OUTLINE: Patients are randomized to 1 of 3 treatment arms.

* Arm A: Patients receive GVAX pancreatic cancer vaccine intradermally (ID) on day 1 and undergo pancreaticoduodenectomy on day 15. Approximately 6-10 weeks after surgery, patients receive an additional dose of the vaccine. Beginning approximately 1 month after vaccination, patients receive standard adjuvant chemoradiotherapy comprising gemcitabine, fluorouracil or capecitabine, and radiotherapy over 26-28 weeks. Beginning approximately 4-8 weeks after the completion of chemoradiotherapy, patients receive the vaccine on day 1. Treatment with the vaccine repeats every 28 days for 4 courses.
* Arm B: Patients receive low-dose cyclophosphamide IV on day 0 and GVAX pancreatic cancer vaccine ID on day 1. Patients undergo pancreaticoduodenectomy on day 15. Approximately 6-10 weeks after surgery, patients receive low-dose cyclophosphamide IV on day 0 and the vaccine on day 1. Beginning approximately 1 month after vaccination, patients receive standard adjuvant chemoradiotherapy comprising gemcitabine, fluorouracil or capecitabine, and radiotherapy over 26-28 weeks. Beginning approximately 4-8 weeks after the completion of chemoradiotherapy, patients receive low-dose cyclophosphamide IV on day 0 and the vaccine on day 1. Treatment with cyclophosphamide and the vaccine repeats every 28 days for 4 courses.
* Arm C: Patients receive GVAX pancreatic cancer vaccine ID on day 1 and low-dose oral cyclophosphamide twice daily on days 1-7. Patients undergo pancreaticoduodenectomy on day 15. Approximately 6-10 weeks after surgery, patients receive the vaccine on day 1 and low-dose oral cyclophosphamide twice daily on days 1-7 and 15-21. Beginning approximately 1 month after vaccination, patients receive standard adjuvant chemoradiotherapy comprising gemcitabine, fluorouracil or capecitabine, and radiotherapy over 26-28 weeks. Beginning approximately 4-8 weeks after the completion of chemoradiotherapy, patients receive the vaccine on day 1 and low-dose oral cyclophosphamide twice daily on days 1-7 and 15-21. Treatment with the vaccine and cyclophosphamide repeats every 28 days for 4 courses.

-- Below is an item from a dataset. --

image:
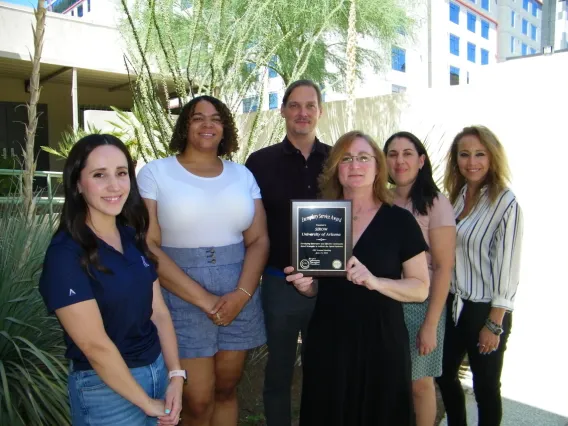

Patients undergo blood sample collection periodically for correlative laboratory studies, including immune cell analysis. Immune cell analysis includes monitoring the quantitative change of peripheral blood lymphocytes, including regulatory T cells (Tregs), and functional analysis of T-cell immune response. Tumor tissue samples collected at the time of surgery are analyzed for tumor antigens and infiltrating immune cells by immunohistochemistry and quantitative real-time PCR.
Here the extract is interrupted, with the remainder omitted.